Looking at the sector of the job losses, factory (mostly durable goods) and construction payrolls fell quite a bit but offset by service producing industries (health care, professional services, tourism and leisure industries). Many will argue, the housing and consumer spending sector did show some weaknesses but not weak enough to pull down the whole economy. The decoupling camp will get their champagne glasses ready.
If you are in Jim Rogers, George Soros and Marc Faber camp, you will find the argument is not making any sense. Why react with just with a few data like that? They believe we are in a de-leveraging environment - not a normal recession, we talking about credit crunch and a recession. Consumers are afraid to borrow. Banks are afraid to lend. Credit costs are rising despite of the Fed has been cutting rates. Businesses are afraid to expand and loan growths are slowing down significantly. All these will eventually hit the economy.
If what they argue turned out to be true, when can we see the full-blown crisis? Many saw the credit crunch will one day blow up in 2003 itself. The Fed did not raise the rate fast enough when the 2001 recession was over but it did not hurt the stock market until late October 2007.

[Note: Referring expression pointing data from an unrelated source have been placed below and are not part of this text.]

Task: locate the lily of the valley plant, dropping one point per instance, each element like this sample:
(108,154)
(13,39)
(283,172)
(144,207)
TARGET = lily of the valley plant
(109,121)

Jim Rogers has been saying out loud experience tells him to short more US $ when US $ rebound.
The other point is they think most analysts are quite complacent. Many have not cut their earning estimates yet, still keeping double digits growth. When credit costs continue to rise, the earning disappointments will catch most off-guard – especially those bought financial stocks.
My dear readers, as you can see, the above arguments are quite complex if one wants to adopt market timing approach investing. It is a shifting goal post. When will it happen? Nobody knows, that's make market timing difficult - but one thing for sure - be careful when others are greedy and be greedy when others are fearful like Buffet has always said.